If that’s verified, I’ll gladly alter my review.
One interesting note on serving sizes - you will often find variation within the same product depending on the size of the package.
Consider soft drinks like Coca Cola - if you buy a can, the serving size is 12 fluid ounces. If you buy a 2 liter bottle, the serving size is 8 fluid ounces. If you buy bottles that are smaller than 8 fluid ounces (like the ones that you see in minibars, etc.), the serving size will be the size of the bottle.

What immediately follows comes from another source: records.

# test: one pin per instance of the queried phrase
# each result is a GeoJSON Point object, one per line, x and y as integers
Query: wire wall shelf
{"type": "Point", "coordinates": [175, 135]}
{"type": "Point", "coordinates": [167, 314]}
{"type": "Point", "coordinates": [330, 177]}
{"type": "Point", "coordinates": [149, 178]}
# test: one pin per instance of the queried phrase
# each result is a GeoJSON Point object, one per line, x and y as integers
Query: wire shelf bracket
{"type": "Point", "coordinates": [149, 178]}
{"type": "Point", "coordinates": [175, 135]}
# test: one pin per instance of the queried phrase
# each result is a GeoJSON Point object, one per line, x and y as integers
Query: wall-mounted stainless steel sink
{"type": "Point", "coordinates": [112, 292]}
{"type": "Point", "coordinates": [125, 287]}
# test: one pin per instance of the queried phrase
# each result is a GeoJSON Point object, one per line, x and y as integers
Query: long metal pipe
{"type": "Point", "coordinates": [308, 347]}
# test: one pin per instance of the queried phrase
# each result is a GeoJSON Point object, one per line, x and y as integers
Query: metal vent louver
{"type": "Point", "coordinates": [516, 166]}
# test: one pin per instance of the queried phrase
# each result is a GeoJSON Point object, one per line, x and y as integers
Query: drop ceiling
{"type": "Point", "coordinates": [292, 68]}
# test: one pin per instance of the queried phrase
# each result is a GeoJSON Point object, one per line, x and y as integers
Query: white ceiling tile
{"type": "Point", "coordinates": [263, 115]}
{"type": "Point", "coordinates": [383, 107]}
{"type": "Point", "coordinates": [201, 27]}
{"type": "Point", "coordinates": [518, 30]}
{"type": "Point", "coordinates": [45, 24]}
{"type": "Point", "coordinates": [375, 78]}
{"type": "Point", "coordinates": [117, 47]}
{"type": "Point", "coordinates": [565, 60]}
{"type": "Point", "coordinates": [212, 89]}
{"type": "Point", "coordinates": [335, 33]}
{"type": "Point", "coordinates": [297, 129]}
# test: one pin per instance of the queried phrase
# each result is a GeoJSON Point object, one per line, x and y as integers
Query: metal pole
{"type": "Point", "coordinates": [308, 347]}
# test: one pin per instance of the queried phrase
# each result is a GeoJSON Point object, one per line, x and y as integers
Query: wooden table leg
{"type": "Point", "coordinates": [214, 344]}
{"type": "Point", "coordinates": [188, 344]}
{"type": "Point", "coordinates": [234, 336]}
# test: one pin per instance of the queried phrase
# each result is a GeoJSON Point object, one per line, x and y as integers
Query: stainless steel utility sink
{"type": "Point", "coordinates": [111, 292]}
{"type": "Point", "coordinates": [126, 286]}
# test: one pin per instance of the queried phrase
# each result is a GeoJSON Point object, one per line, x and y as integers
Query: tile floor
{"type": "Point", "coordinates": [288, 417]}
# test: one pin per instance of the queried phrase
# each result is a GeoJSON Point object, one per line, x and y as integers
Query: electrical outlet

Given this, I’m not too sure if the FDA is really mandating this stuff - they certainly aren’t in the case of soft drinks.
You will also find that on Cereals for example, where the serving size between different cereals varies from 1/2 cup to 1 1/2 cups. I suspect that it is partly so that the manufacturers can say they have a lower calorie/carb/fat/whatever content per serving than the competing brand.
From the FDA Website: http://www.cfsan.fda.gov/~dms/fl-ltr4.html
“FDA also recognizes that there is a growing trend in the marketplace for jumbo or super-sized servings. When such products are intended to be consumed by one individual in one eating occasion, the nutrition information should be based on the entire contents of food in the container. We recognize that the current serving size regulations allow for such products to be sold as either one, or more than one, serving even if they are usually consumed at one time. FDA intends to re-evaluate this aspect of the serving size regulations. In the meantime, we encourage manufacturers to provide the most accurate and useful nutrition information to consumers by taking advantage of the flexibility in current regulations on serving sizes and label food packages as containing a single-serving if the entire contents of the package can reasonably be consumed at a single-eating occasion. “
Thanks for the review of EJ’s deep-dish pizza-I just saw it at the store (7 Mile Market in Baltimore) and was wondering about the quality.